Marta è arrivata il primo giorno di marzo. Quando aveva sentito il rombo dell’automobile dell’istituto, Giovanni si era affacciato alla finestra e aveva visto sua sorella in una strada che, deserta, sembrava colmata dalla presenza della donna.
-Ciao- lo aveva salutato lei.
Lui aveva risposto abbassando il capo e prendendole la valigia, senza dire una parola.

I primi giorni erano trascorsi perlopiù sotto il segno del silenzio, mentre i due fratelli cercavano di riabituarsi alla presenza l’uno dell’altra. Da quanti anni erano che non si vedevano? Pochi, sicuramente, ma era passato molto più tempo dall’ultima volta che si erano parlati.

Marta guardava il fratello e cercava di trovare in lui i segni del ragazzo che aveva conosciuto molti anni prima, a volte sorprendendosi quando ne scorgeva uno in un gesto, in una parola, in un’abitudine che non ricordava.
Giovanni sembrava indifferente, ma in realtà era stupito dalla scarsa loquacità di sua sorella che, da ragazza, amava trascorrere le ore conversando.

La guardava, la spiava quasi da dietro le pagine di un giornale, con la coda dell’occhio, attento a non farsi scorgere e a non lasciar trapelare quell’interesse mal sopito. 

Dopo le prime settimane Marta aveva iniziato, con discrezione, a ordinare e sistemare l’abitazione di suo fratello, che dopo la morte di sua moglie aveva iniziato a seguire la strada della decadenza, specchio dell’umore di chi vi abitava. 

Era affascinante, per lei, aggirarsi tra l’ossatura della vita di suo fratello che non aveva conosciuto, tra i resti di un’esistenza di cui non aveva fatto parte. 

Era sera quando trovò l’album. La copertina le era parsa familiare: la memoria col passare degli anni diventa sempre meno affidabile, ma non fu con la mente che riconobbe i visi ritratti nelle fotografie, ma con l’animo. 

Rimase a sfogliarlo per alcune ore, incantata dai ricordi di una vita che aveva seppellito ma che non erano scomparsi. Perché se n’era allontanata? Sicuramente un motivo c’era, ma ora, dopo aver trascorso la maturità lontano da chi la amava e la vecchiaia in una casa di riposo, sembrava futile. 

Suo fratello la raggiunse a notte inoltrata. Insieme, attraversarono i frammenti di ciò che avevano condiviso e di ciò che dell’uno era rimasto nascosto all’altra. Le parole furono poche, inutili in quel mondo di immagini. 

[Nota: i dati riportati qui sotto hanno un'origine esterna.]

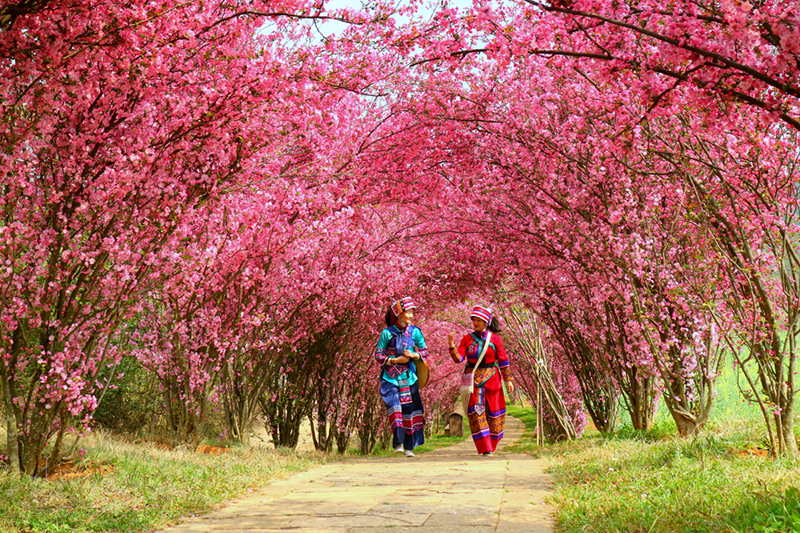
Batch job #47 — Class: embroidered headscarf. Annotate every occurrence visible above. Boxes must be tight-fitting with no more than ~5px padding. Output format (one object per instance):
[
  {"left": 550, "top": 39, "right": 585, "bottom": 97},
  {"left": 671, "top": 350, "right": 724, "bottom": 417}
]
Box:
[
  {"left": 469, "top": 305, "right": 492, "bottom": 327},
  {"left": 391, "top": 296, "right": 417, "bottom": 318}
]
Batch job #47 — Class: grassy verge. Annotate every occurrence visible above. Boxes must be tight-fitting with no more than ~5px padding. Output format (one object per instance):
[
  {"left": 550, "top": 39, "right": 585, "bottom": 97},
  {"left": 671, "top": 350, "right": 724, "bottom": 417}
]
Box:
[
  {"left": 0, "top": 428, "right": 464, "bottom": 533},
  {"left": 0, "top": 436, "right": 326, "bottom": 533},
  {"left": 509, "top": 408, "right": 800, "bottom": 533}
]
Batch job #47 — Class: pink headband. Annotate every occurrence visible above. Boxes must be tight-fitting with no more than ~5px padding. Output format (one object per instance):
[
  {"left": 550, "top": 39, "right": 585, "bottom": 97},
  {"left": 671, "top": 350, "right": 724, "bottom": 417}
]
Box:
[
  {"left": 392, "top": 296, "right": 417, "bottom": 317},
  {"left": 469, "top": 305, "right": 492, "bottom": 326}
]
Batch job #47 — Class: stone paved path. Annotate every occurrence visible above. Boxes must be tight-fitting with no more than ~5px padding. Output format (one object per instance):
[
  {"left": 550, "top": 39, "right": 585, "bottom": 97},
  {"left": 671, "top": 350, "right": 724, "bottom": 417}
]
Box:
[{"left": 157, "top": 417, "right": 553, "bottom": 533}]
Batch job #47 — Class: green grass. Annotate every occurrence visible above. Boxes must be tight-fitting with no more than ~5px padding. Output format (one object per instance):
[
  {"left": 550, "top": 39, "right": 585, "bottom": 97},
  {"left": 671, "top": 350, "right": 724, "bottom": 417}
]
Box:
[
  {"left": 0, "top": 437, "right": 328, "bottom": 533},
  {"left": 508, "top": 407, "right": 800, "bottom": 533},
  {"left": 348, "top": 435, "right": 467, "bottom": 457}
]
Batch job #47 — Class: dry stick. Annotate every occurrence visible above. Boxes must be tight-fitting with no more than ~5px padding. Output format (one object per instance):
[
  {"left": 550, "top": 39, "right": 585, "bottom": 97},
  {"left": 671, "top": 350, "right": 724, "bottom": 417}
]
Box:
[{"left": 509, "top": 307, "right": 577, "bottom": 440}]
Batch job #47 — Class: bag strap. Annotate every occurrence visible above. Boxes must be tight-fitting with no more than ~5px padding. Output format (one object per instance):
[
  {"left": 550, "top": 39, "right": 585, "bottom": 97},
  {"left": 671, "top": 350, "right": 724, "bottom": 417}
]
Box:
[{"left": 472, "top": 331, "right": 492, "bottom": 380}]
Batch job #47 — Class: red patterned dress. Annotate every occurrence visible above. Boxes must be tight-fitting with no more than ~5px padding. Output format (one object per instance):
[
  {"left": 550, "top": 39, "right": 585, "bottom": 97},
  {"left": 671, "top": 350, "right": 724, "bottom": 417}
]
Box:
[{"left": 458, "top": 331, "right": 511, "bottom": 453}]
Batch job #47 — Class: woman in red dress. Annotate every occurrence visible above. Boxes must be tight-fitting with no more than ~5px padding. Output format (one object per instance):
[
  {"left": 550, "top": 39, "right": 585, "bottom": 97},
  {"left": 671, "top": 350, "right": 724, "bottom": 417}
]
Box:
[{"left": 448, "top": 305, "right": 514, "bottom": 455}]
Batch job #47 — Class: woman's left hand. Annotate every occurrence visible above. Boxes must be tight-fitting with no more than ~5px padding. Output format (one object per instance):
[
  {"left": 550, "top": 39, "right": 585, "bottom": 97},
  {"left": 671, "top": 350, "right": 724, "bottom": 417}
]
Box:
[{"left": 403, "top": 350, "right": 419, "bottom": 359}]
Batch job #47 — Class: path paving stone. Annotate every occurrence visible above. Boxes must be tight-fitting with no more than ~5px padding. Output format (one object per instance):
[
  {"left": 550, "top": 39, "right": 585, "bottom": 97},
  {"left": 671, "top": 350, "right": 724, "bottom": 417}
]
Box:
[{"left": 156, "top": 417, "right": 553, "bottom": 533}]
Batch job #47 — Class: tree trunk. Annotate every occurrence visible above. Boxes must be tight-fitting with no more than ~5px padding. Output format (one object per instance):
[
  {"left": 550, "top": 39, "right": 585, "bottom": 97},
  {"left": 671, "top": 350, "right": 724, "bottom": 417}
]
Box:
[{"left": 3, "top": 379, "right": 21, "bottom": 475}]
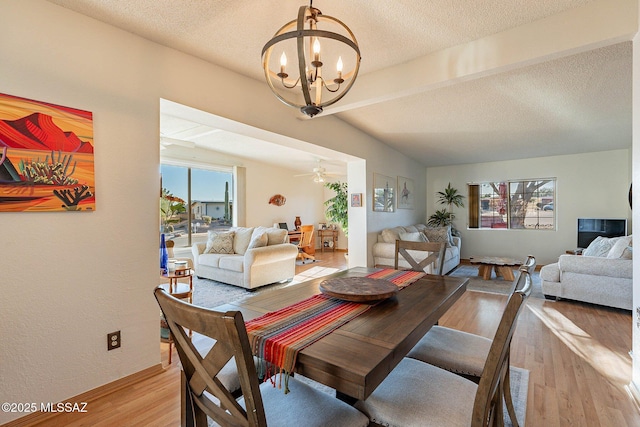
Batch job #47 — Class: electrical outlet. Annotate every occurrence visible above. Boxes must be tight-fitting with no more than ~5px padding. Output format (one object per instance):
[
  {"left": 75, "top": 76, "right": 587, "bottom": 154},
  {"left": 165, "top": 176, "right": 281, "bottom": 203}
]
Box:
[{"left": 107, "top": 331, "right": 121, "bottom": 351}]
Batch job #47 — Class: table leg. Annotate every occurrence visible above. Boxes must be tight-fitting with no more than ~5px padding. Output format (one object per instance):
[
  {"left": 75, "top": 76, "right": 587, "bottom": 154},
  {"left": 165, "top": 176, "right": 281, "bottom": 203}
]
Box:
[{"left": 478, "top": 264, "right": 493, "bottom": 280}]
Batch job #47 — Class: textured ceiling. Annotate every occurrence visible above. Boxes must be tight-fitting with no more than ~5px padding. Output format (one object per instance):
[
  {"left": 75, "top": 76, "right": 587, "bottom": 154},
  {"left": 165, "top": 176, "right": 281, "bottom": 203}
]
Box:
[{"left": 49, "top": 0, "right": 637, "bottom": 171}]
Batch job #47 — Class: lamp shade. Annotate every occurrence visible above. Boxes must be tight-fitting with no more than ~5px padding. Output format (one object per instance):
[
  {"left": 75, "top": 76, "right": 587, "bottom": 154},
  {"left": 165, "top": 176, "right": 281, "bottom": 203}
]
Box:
[{"left": 262, "top": 6, "right": 360, "bottom": 117}]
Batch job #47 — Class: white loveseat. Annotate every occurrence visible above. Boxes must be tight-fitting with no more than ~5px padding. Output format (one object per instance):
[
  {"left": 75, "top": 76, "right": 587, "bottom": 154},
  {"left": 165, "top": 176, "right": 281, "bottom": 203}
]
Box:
[
  {"left": 373, "top": 224, "right": 461, "bottom": 274},
  {"left": 191, "top": 227, "right": 298, "bottom": 289},
  {"left": 540, "top": 236, "right": 633, "bottom": 310}
]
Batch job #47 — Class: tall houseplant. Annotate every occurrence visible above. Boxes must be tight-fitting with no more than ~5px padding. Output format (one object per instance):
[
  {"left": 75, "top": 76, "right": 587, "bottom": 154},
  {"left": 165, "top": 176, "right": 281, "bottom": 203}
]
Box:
[
  {"left": 324, "top": 181, "right": 349, "bottom": 236},
  {"left": 427, "top": 183, "right": 464, "bottom": 236}
]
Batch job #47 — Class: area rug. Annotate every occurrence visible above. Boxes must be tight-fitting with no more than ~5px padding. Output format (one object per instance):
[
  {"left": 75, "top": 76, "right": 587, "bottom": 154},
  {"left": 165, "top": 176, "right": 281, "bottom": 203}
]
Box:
[{"left": 449, "top": 265, "right": 544, "bottom": 298}]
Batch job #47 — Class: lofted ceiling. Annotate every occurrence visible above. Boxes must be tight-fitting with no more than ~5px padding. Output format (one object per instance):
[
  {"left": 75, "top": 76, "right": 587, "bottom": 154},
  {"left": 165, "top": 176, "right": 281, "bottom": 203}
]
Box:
[{"left": 49, "top": 0, "right": 638, "bottom": 174}]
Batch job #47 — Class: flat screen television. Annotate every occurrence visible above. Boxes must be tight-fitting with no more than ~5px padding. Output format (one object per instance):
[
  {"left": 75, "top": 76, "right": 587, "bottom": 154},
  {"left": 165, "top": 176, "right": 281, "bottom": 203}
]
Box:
[{"left": 578, "top": 218, "right": 627, "bottom": 249}]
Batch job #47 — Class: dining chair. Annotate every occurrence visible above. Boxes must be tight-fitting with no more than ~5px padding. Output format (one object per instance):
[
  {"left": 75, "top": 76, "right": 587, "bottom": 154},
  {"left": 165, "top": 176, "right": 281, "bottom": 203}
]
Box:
[
  {"left": 354, "top": 271, "right": 531, "bottom": 427},
  {"left": 154, "top": 287, "right": 369, "bottom": 427},
  {"left": 296, "top": 225, "right": 316, "bottom": 264},
  {"left": 393, "top": 240, "right": 445, "bottom": 276},
  {"left": 407, "top": 256, "right": 536, "bottom": 427}
]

Prima di coricarsi Marta ripensò all’ospizio, che sarebbe stato riconvertito in ospedale provvisorio fino al termine della quarantena, e a quanto fosse stata fortunata ad avere un fratello capace di accoglierla dopo anni di lontananza. Forse, la reclusione sarebbe stata l’occasione per ritrovare un rapporto che pensava di avere perso.